Auch die Vorlage des Gutachtens des Sachverständigen Dipl.-Ing. H… vom 22.10.2015 für das Verfahren 9 C 517/14 des Amtsgerichts Gelsenkirchen kann den zu fordernden präzisen Vortrags des Klägers zur Reparatur des Vorschadens nicht ersetzen. Das Gutachten beschäftigt sich von seiner Fragestellung her nur damit, ob der Kläger für den Vorschaden vom 15.04.2014 zutreffend 9.959,18 € netto als Sachschadensersatz verlangen kann und mit den für den vorliegenden auf Reparaturkostenbasis abgerechneten Schadensersatzanspruch nicht interessierenden Wiederbeschaffungs- und Restwerten des Fahrzeugs am 15.04.2014. Schon der Sachverständige Dipl.-Ing. H… rügte in seinem Gutachten, dass ihm bei dem zum Zeitpunkt seiner Begutachtung am 11.09.2015 auch in Bezug auf den streitgegenständlichen Schaden reparierten Fahrzeug vom Kläger keine Unterlagen zu Ersatzteilen oder anderen Reparaturarbeiten vorgelegt werden konnten (s. 7 des Gutachtens).

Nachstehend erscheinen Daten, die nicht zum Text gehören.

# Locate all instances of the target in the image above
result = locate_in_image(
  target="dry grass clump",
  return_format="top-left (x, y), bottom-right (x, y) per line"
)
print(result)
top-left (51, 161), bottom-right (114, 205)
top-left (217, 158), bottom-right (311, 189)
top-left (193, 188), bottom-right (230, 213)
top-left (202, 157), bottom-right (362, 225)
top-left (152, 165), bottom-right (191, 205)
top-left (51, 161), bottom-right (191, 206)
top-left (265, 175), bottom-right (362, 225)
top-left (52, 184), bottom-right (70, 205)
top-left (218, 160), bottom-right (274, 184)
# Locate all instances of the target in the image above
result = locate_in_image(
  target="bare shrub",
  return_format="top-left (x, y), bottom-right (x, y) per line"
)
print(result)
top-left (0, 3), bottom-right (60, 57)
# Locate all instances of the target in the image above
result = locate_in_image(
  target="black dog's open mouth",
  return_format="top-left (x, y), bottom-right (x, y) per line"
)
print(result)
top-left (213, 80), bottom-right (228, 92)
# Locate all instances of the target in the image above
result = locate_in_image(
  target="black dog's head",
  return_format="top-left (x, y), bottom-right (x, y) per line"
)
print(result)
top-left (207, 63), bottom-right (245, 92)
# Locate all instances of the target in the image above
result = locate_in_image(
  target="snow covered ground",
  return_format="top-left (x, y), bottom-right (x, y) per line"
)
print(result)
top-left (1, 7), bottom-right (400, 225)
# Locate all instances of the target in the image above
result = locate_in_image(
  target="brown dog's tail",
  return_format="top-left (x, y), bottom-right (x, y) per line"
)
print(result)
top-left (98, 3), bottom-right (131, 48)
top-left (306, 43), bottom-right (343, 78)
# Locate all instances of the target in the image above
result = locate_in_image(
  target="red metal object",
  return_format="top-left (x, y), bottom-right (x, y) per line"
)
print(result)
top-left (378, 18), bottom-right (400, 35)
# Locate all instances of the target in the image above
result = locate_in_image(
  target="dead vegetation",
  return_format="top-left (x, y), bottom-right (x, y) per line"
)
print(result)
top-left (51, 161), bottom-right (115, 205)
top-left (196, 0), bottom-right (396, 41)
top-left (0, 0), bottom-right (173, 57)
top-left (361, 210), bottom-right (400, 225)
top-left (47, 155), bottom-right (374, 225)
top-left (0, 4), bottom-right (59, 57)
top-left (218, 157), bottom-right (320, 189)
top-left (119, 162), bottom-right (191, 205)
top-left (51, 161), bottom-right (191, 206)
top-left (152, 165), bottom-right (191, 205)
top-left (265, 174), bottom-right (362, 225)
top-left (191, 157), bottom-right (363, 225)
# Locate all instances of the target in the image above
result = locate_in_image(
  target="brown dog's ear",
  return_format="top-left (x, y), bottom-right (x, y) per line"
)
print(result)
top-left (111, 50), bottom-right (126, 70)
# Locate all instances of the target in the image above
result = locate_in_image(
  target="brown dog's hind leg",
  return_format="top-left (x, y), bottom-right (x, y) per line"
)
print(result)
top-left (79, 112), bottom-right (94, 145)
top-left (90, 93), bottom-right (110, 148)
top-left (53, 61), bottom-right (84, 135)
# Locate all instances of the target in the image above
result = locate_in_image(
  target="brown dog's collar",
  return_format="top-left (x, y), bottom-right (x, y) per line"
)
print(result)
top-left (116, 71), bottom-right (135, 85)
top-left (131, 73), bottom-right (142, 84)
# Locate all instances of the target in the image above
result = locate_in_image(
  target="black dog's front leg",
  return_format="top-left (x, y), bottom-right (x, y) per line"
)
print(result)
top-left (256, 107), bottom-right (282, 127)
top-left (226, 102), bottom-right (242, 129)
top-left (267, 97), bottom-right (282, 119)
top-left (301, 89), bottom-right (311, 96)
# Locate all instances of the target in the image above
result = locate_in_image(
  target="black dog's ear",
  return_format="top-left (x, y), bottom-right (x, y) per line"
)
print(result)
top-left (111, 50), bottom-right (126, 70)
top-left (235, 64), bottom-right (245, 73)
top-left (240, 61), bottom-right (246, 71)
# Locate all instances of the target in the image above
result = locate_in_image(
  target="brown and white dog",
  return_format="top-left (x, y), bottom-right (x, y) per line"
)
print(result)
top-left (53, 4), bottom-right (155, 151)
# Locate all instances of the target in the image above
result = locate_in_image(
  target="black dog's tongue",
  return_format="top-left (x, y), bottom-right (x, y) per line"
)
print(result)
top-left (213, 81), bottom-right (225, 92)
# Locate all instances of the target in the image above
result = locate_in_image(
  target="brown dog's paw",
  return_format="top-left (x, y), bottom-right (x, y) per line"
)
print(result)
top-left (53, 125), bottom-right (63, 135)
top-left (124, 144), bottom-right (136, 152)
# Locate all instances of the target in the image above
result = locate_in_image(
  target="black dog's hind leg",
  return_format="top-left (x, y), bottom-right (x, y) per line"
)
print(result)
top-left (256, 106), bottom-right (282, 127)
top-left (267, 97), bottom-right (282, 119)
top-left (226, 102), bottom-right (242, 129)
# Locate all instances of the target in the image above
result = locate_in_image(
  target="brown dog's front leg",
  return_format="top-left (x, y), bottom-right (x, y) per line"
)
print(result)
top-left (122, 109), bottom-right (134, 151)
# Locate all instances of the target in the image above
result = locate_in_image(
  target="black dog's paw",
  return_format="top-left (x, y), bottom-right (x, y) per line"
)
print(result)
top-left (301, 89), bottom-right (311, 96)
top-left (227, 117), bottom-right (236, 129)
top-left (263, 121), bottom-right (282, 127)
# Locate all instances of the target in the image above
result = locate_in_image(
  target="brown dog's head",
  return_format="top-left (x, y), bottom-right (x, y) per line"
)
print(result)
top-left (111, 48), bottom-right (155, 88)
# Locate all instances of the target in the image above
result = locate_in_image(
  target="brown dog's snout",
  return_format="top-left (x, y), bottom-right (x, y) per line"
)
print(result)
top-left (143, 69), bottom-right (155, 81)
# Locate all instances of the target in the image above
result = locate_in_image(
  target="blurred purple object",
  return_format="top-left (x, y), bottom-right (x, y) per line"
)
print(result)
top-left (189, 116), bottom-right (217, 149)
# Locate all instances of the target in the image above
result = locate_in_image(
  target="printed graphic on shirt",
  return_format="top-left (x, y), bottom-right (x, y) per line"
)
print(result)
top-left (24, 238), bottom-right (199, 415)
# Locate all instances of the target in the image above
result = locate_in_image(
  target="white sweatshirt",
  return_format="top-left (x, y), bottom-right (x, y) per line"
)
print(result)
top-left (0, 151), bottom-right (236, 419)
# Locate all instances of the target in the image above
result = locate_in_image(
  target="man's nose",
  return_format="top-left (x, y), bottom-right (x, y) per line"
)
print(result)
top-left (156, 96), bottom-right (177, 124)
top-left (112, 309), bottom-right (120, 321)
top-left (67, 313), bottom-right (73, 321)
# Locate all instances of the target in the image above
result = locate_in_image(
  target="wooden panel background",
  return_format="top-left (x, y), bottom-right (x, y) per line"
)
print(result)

Da eine mündliche Verhandlung nicht erforderlich ist, die Rechtssache keine grundsätzliche Bedeutung hat und die Fortbildung des Rechts oder die Sicherung einer einheitlichen Rechtsprechung ein Urteil des Berufungsgerichts nicht erfordern, beabsichtigt die Kammer eine Zurückweisung der Berufung im Beschlusswege.
III.
Der Kläger hat Gelegenheit zur Stellungnahme binnen 2 Wochen.